Oedipus Rex begins with the exposition. The exposition usually takes place in the beginning of the story and it sets up the rest of the plot. This is usually where the audience is introduced the dramatic conflict within the story. In Oedipus Rex, it is found out that the city of Thebes is besieged by a plagued that could lead to the devastation of the city. Kreon returns from Delphi and learns from the oracle that because the murderer of the former king, Laius, has never been punished, the city will suffer from a terrible plague. The killer must be captured and then either killed or banished in order to lift the plague by the gods. This is where the reader is first encounters the dramatic conflict within the story. The dramatic conflict is the murder of the former king, Laius. Oedipus, the present king, pledges to find the murderer. Oedipus declares to his people, “You shall see how I stand by you, as I should, Avenging this country and the god as well” (33.137) “Whoever killed Laius might – who knows? – Lay violent hands even on me -and soon. I act for the murdered king in my own interest.” (33.141)
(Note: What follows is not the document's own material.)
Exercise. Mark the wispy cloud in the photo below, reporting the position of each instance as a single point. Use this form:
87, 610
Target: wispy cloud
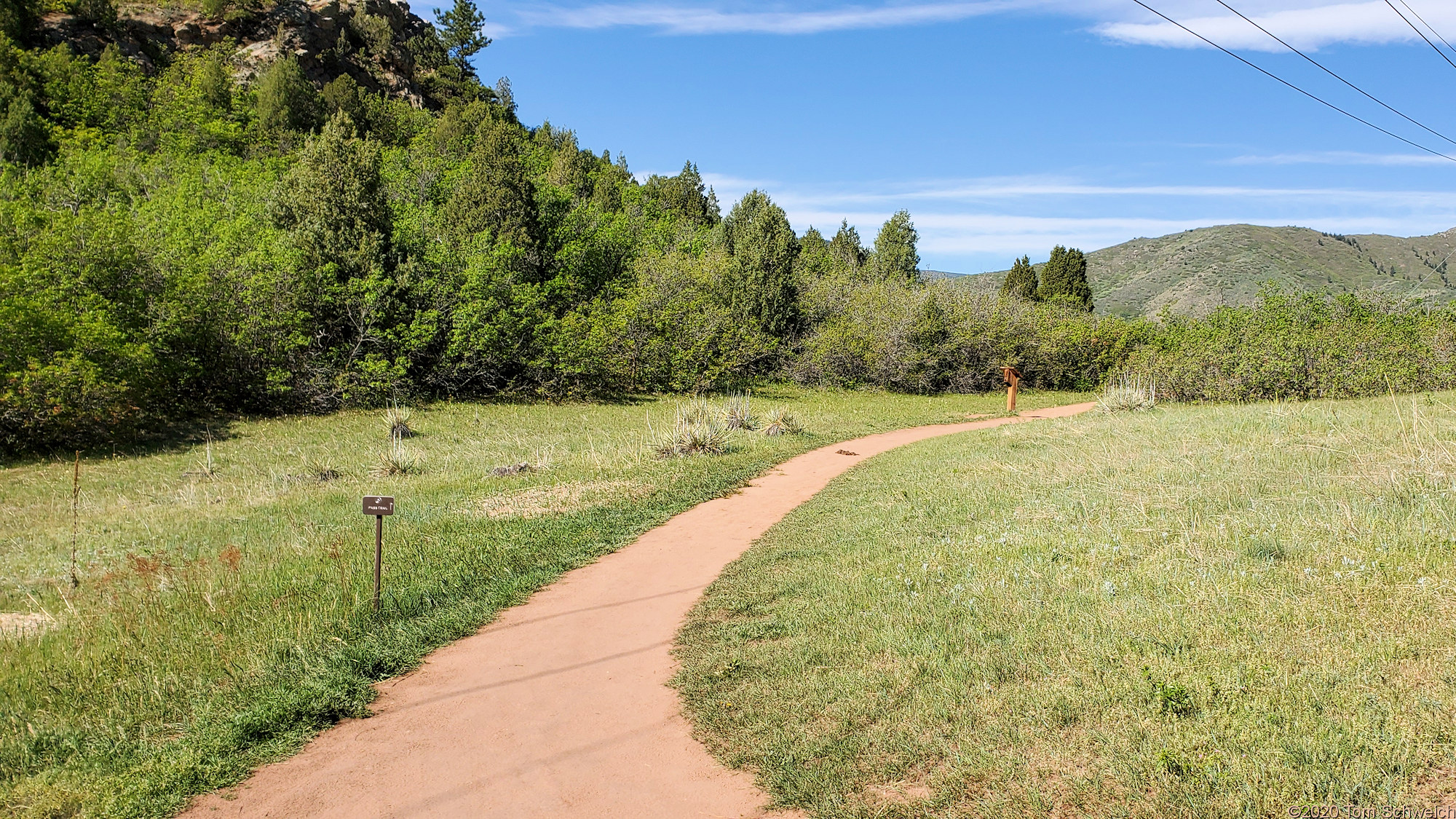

The rising action begins when the blind man, Teiresias, who is a prophet arrives. He is praised by Oedipus for his vast knowledge and then is requested the name of the murderer in order to rid the country of the plague. Tieresias professes to know nothing, which angers the king. Oedipus warns the blind man about remaining silent and even speculates whether Tieresias had a hand in the murder. This angers the old man and he states that it is indeed Oedipus who is the murderer. “I say that you are the murderer whom you seek.” (39.149) Thus is the beginning of the rising action.
Other elements in the rising action include when a messenger arrives and informs Oedipus that his father, Polybus has died. Initially this relieves Oedipus because this news dispels what the prophet has said. This overjoys the king’s wife, Iokaste. “Yet this news of your father’s death is wonderful.” (56.73) This however is short lived as Oedipus recalls the prophecy regarding his mother. A messenger overhears this and tells Oedipus the story of how Polybus and Merope are not his real parents. In the meantime, Iokaste has started to put all the pieces together and begs Oedipus to stop searching for the murderer. It appears that she now realizes that the prophecy has come to fruition and she tries to save Oedipus from coming to the same realization. Iokaste begs, “For God’s love, let us have no more questioning! Is your life nothing to you? My own is enough pain to bear.” (58.140)
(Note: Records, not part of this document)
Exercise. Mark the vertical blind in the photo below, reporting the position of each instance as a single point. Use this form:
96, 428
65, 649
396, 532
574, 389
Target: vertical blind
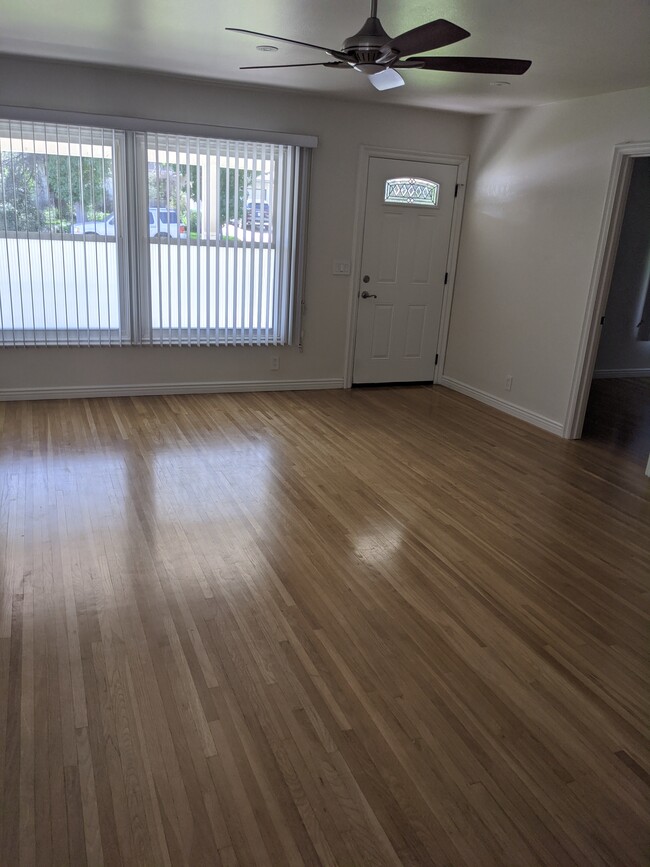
60, 280
230, 277
109, 237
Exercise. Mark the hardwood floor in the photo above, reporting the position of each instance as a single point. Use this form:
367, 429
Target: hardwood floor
377, 627
618, 416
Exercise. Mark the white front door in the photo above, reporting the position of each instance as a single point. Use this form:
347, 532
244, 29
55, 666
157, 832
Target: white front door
403, 264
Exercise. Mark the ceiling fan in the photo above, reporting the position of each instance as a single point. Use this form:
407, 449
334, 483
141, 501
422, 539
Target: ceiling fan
374, 53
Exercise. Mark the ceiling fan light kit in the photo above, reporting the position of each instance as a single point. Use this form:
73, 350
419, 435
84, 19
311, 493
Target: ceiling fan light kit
376, 55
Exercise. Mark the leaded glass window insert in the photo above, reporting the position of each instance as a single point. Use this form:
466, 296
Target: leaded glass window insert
411, 191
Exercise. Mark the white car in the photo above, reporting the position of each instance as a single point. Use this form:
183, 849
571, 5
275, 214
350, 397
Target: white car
163, 223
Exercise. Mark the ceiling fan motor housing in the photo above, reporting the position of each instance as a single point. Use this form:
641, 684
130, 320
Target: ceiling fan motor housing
365, 46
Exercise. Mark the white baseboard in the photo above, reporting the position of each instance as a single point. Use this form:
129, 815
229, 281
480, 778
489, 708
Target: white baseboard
628, 373
60, 392
535, 418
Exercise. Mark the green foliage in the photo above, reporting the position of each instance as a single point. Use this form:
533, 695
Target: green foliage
44, 193
232, 191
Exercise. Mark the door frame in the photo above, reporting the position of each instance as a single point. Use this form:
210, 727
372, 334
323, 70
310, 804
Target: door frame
610, 230
366, 152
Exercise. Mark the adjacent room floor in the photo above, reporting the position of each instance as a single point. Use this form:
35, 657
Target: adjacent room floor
618, 416
367, 627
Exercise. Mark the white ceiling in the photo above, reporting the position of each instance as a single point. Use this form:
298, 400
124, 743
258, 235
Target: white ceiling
578, 47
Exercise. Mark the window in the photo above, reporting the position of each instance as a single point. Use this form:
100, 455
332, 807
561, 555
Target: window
204, 249
411, 191
60, 264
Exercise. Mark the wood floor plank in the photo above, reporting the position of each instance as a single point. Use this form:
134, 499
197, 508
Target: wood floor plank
387, 626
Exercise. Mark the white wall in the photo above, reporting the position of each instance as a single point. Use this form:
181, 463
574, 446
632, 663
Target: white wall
341, 127
537, 185
619, 351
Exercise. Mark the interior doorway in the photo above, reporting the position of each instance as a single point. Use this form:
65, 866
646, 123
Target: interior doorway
625, 157
618, 406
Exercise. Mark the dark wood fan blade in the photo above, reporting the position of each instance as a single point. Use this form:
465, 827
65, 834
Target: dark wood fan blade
335, 64
332, 51
488, 65
426, 37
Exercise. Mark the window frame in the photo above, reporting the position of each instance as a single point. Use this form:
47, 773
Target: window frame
132, 240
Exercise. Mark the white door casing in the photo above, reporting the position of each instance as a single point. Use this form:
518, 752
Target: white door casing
404, 258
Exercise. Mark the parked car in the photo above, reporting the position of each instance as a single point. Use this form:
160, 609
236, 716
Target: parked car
163, 223
257, 215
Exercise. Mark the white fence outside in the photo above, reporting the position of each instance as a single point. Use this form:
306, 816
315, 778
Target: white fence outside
54, 283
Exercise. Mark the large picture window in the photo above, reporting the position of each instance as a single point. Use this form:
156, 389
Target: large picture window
109, 237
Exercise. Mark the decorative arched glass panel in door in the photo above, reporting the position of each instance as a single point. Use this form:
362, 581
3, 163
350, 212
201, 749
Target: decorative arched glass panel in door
411, 191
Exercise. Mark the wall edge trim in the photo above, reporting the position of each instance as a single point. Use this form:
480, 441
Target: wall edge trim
162, 388
621, 373
527, 415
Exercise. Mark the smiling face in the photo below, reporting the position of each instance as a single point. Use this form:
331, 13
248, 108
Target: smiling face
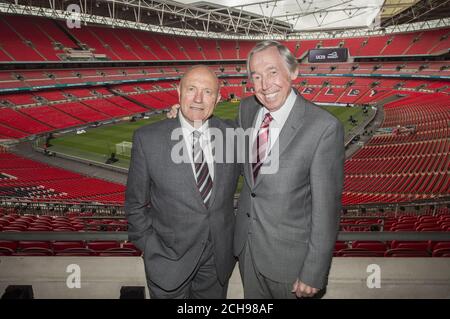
271, 78
199, 94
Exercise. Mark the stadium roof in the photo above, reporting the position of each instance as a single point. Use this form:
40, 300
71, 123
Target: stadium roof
254, 18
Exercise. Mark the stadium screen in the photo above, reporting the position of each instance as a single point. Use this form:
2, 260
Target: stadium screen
328, 55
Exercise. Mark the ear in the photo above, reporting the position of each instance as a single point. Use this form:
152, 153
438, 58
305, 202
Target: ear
219, 96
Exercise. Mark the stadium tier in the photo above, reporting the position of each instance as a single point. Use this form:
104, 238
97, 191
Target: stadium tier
39, 39
11, 221
27, 179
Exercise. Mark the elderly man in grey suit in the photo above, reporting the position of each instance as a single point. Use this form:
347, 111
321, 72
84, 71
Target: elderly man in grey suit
287, 221
180, 214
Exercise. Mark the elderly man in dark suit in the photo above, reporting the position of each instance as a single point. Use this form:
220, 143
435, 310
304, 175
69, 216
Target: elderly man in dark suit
180, 213
288, 214
287, 219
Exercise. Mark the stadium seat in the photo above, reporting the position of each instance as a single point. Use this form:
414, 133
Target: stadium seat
406, 252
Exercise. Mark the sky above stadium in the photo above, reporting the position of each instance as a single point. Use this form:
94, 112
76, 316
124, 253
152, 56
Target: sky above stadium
310, 15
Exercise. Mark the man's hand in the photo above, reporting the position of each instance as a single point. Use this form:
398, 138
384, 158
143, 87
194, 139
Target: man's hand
303, 290
172, 114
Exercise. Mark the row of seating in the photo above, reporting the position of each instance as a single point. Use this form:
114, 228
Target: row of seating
40, 39
28, 179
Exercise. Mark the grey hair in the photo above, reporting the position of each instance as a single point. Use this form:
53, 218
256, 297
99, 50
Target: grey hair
289, 59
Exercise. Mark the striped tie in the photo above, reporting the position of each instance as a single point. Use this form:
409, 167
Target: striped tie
261, 145
204, 181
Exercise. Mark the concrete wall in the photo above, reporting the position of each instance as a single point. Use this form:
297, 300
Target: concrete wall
102, 277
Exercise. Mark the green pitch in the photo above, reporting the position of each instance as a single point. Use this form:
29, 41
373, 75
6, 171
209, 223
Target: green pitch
97, 144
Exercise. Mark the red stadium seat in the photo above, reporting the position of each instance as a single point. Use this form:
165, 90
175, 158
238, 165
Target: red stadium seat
406, 252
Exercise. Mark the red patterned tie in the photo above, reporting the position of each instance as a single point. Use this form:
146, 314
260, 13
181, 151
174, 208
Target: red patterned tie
261, 146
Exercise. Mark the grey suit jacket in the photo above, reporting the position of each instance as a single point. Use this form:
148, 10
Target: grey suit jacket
291, 218
166, 215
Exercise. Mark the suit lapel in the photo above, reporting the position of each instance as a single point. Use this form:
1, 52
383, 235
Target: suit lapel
288, 132
218, 167
184, 169
250, 122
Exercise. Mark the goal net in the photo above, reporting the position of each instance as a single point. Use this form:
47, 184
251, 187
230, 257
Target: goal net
124, 148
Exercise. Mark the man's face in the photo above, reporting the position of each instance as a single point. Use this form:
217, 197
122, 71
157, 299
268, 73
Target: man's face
199, 94
271, 78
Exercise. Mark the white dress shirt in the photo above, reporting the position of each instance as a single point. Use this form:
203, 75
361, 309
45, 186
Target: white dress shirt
205, 142
279, 118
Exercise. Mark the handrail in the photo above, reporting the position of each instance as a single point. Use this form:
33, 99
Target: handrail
123, 236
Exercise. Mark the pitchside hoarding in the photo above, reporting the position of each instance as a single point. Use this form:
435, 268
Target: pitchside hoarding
328, 55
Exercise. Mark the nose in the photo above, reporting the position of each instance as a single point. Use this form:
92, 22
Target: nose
265, 83
198, 98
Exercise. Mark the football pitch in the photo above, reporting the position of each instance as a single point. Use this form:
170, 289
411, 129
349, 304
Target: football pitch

The shepherd arrives but is unwilling to share the story with the king. Oedipus forces him to cooperate and the shepherd finally decides to tell the story. He tells how he disobeyed orders by not killing the young boy out of pity. He then reveals that the infant son was the son of Laius and Iokaste. “I pitied the baby, my king, And I thought that this man would take him far away To his own country. He saved him – but for what a fate! For if you are what this man says you are, No man living is more wretched than Oedipus.” (61.63) At last Oedipus knows the terrible truth regarding the murderer and realizes that the prophecies have indeed been fulfilled. Oedipus lashes out in anguish, “Ah God! It was true! All the prophecies! – Now, O Light, may I look upon you for the last time! I, Oedipus, Oedipus, damned in his birth, in his marriage damned, Damned in the blood he shed with his own hand!” (62.68) This news concludes the rising action, as the climax is about the surface.
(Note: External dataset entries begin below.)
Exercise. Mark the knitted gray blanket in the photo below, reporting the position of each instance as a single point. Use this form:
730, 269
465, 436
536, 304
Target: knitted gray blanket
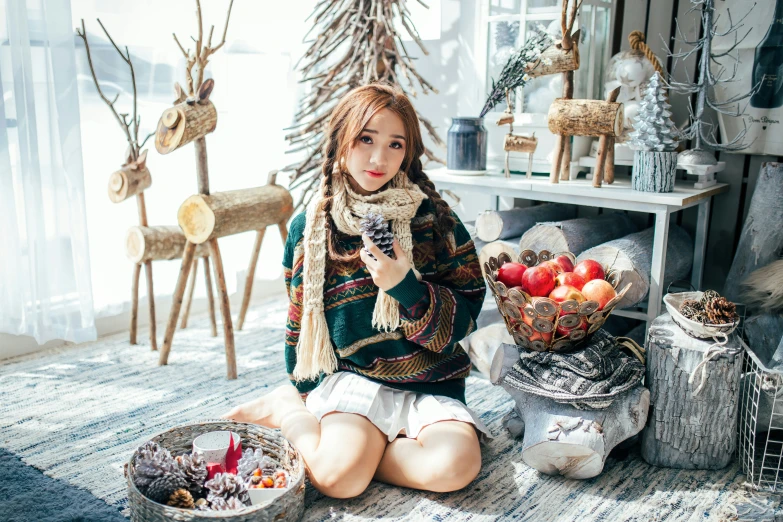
588, 378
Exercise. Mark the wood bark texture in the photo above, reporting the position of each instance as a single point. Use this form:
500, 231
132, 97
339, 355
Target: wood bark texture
563, 60
653, 171
559, 439
128, 182
630, 258
576, 235
504, 224
226, 213
585, 117
688, 431
157, 243
184, 123
761, 240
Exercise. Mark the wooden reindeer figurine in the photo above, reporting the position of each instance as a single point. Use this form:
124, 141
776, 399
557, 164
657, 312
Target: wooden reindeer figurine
132, 179
514, 143
205, 217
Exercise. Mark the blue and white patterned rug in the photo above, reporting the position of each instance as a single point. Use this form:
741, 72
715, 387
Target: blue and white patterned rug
78, 413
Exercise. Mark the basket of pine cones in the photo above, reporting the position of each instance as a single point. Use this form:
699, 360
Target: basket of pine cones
167, 481
702, 314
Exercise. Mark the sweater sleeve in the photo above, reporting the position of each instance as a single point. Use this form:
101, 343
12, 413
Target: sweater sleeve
293, 263
438, 314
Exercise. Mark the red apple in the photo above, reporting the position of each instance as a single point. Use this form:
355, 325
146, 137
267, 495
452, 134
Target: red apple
565, 263
510, 274
589, 270
539, 280
599, 291
564, 293
553, 266
563, 331
570, 279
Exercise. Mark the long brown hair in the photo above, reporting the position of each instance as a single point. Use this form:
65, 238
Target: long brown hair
346, 123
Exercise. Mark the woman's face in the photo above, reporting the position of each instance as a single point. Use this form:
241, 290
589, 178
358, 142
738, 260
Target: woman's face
375, 157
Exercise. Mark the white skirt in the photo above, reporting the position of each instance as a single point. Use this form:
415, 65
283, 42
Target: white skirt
394, 412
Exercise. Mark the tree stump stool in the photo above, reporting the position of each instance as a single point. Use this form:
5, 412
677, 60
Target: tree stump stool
689, 430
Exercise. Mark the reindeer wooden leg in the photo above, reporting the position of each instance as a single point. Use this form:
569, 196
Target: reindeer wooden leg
557, 159
225, 309
151, 301
191, 286
251, 273
176, 301
609, 169
210, 297
135, 301
565, 164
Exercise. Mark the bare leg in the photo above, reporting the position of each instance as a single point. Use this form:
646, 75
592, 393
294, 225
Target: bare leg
341, 453
445, 457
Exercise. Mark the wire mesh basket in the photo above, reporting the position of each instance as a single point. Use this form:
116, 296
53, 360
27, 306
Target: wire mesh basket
761, 423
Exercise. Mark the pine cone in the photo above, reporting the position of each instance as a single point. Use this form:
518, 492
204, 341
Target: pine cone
194, 468
226, 486
221, 504
378, 231
162, 488
720, 311
708, 296
152, 463
181, 499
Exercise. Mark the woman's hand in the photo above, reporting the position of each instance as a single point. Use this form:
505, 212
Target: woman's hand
386, 272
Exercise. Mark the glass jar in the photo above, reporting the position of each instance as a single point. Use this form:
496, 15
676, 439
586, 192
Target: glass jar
467, 145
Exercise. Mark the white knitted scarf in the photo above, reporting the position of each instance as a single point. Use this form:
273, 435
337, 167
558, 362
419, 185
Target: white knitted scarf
398, 204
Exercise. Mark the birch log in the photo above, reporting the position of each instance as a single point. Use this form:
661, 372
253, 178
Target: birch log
576, 235
504, 224
653, 171
560, 439
560, 60
585, 117
128, 182
184, 123
157, 243
204, 217
630, 258
689, 431
761, 240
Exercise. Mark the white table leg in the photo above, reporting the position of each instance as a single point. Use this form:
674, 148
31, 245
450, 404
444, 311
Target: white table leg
660, 239
700, 244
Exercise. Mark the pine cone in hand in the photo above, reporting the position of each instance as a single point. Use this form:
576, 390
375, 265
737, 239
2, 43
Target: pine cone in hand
152, 463
720, 311
164, 487
377, 230
226, 486
181, 499
194, 468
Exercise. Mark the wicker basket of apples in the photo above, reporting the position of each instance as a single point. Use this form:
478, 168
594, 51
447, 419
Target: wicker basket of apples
549, 301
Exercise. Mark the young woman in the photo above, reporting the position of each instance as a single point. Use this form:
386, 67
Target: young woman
372, 340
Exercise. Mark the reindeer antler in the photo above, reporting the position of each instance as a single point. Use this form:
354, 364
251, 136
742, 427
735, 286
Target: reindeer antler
567, 22
201, 55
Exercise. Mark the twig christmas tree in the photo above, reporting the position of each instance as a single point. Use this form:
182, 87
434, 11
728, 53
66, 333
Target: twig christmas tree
655, 139
357, 44
701, 131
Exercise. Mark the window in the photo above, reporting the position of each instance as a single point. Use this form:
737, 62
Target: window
504, 25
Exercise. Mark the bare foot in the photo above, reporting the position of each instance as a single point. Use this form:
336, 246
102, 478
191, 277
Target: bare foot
268, 410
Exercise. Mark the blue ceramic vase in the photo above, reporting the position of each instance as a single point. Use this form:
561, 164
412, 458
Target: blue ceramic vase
467, 145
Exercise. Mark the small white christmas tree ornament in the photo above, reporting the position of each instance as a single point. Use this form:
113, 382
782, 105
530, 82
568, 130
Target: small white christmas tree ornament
655, 140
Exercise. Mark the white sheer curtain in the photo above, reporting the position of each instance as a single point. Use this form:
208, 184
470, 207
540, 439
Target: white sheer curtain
45, 287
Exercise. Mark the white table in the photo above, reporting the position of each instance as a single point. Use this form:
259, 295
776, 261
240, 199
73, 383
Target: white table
618, 196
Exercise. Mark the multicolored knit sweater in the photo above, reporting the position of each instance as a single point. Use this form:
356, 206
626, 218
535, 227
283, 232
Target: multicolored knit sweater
423, 355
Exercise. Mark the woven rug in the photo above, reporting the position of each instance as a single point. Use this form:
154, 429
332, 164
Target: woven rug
78, 413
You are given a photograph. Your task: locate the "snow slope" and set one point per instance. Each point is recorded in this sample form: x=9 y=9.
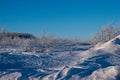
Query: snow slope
x=101 y=62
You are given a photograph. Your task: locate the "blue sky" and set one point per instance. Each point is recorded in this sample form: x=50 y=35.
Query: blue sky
x=61 y=18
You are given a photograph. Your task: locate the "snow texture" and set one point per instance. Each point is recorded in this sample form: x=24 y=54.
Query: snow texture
x=101 y=62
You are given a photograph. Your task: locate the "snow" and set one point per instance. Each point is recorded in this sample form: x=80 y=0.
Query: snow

Iokaste wanders hysterically through the building fretting over what will transpire. She then locks herself in her bedroom while the servants look on helplessly. Moments later Oedipus rushes to see what is the matter with Iokaste. He breaks down the door and then finds that Iokaste has hung herself. The climax begins when he loosens the rope and lowers her down. Oedipus then rips from her gown her golden brooches and plunges them down straight into his own eyeballs crying, “No more, No more shall you look on the misery about me, The horrors of my own doing!From this hour, go in darkness.” (65.45) He then stuck at his eyes again and again with the sharp golden brooches. This then concludes the climax of the story. From there the falling action and catastrophe begin. This is where Kreon the new king enters. He acts as a compassionate king and promises to give Iokaste a suitable funeral. Oedipus asks the king to banish him, but Oedipus refuses until he receives guidance from the oracle. Kreon then sends for Oedipus’s two young children Antigone and Ismene. The girls come in weeping and then take their father’s side. He then tells them that he hopes that they will have happier lives than he had. Kreon then tells the children, “Live where you can, be as happy as you can – Happier, please God, than God has made your father.” (71.279) Kreon allows Oedipus to say goodbye to his children before he is exiled, walking with the aid of a stick, himself acting out the riddle of the sphinx.
Oedipus Rex, regarded by many, the greatest of all Greek tragedies displays great skill in its balancing of action, characters, and philosophical content into a smooth and flawless tragedy. The story flowed brilliantly from the beginning of the exposition where we first learn about the Laius death all the way up to the final scene where Oedipus is taken away.